Seldom do I sit down with a member of the press and struggle to pull away from the conversation nearly three hours later. An enormous THANK YOU to Steve Smith and The Boston Globe for taking the time for this interview, and to Anil Prasad and Stephen Humphries for the introduction. In the article, published online yesterday and in print today, Bent Knee discusses band origins, the creative process, and our upcoming record, "Say So", which comes out in May on Cuneiform Records.
Via The Boston Globe:
With heady buzz and a new LP, Bent Knee bids for the big time
Early in December, a clutch of journalists and curiosity seekers from Boston and beyond arrived at the Space, a cozy gallery and concert venue tucked away on a quiet street in Jamaica Plain, to witness a remarkable sight. Bent Knee, a young local sextet, had packed the room on a frigid Saturday night. A disparate mix of friends and devotees, young and old, gathered not just to hear the group’s newly completed third LP played from start to finish, but also to lend their voices to a few climactic choruses. Since the concert was being filmed for potential release, the crowd obligingly sat on the floor.
Said album, “Say So,” resoundingly demonstrated the increasing refinement and confidence of a group that doesn’t quite fit any conventional pigeonhole. Bent Knee’s emphatic crunch and knack for complexity, mixed with lively wit, have aligned it loosely with that most marginalized of genres, progressive rock. Live, the band projects visceral glee, exactingly harmonized and wholly infectious.
Courtney Swain, Bent Knee’s dramatically potent lead vocalist and pianist, delivers emphatic, enigmatic lyrics in a manner that can evoke Björk, Alanis Morissette, or Joanna Newsom while sounding like no one but herself. Vince Welch, the sound designer who shapes and sculpts the group’s performances onstage and in the studio, adds still more shades to an expansive palette: electronica, classic pop, heavy metal, and hip-hop all figure into Bent Knee’s matrix somewhere.

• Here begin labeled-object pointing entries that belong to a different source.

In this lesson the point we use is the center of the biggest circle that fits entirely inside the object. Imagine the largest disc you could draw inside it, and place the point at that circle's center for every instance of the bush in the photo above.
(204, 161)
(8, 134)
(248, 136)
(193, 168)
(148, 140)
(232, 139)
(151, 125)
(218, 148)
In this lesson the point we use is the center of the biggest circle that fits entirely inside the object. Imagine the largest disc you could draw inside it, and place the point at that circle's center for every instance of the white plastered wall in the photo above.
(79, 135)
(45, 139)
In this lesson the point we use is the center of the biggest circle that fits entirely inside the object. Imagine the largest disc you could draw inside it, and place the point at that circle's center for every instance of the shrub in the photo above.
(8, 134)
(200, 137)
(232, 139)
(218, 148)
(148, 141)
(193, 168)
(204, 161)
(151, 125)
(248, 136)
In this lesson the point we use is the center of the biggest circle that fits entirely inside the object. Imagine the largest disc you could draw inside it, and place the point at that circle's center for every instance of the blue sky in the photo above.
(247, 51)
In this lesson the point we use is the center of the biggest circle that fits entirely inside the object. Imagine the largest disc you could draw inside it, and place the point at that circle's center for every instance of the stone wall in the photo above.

Exactly one month after the show, five band members — Swain, Welch, guitarist Ben Levin, violinist Chris Baum, and bassist Jessica Kion — huddled around a table in a Newbury Street cafe for an interview. Drummer Gavin Wallace-Ailsworth had been done in by travel, his bandmates compensating with tangled narrative threads and oversize ebullience.
They’ve got plenty to be excited about. Thanks in part to Anil Prasad, purveyor of the influential progressive-music webzine Innerviews (www.innerviews.org), word about Bent Knee has spread well beyond its supportive Boston home base. Having self-released two albums and an EP, the band will issue “Say So” on the venerated US indie Cuneiform Records in May. And while Bent Knee still books its own shows stateside, it recently joined Paperclip Agency — whose roster includes Afrika Bambaataa, Shonen Knife, and Television — to coordinate European touring.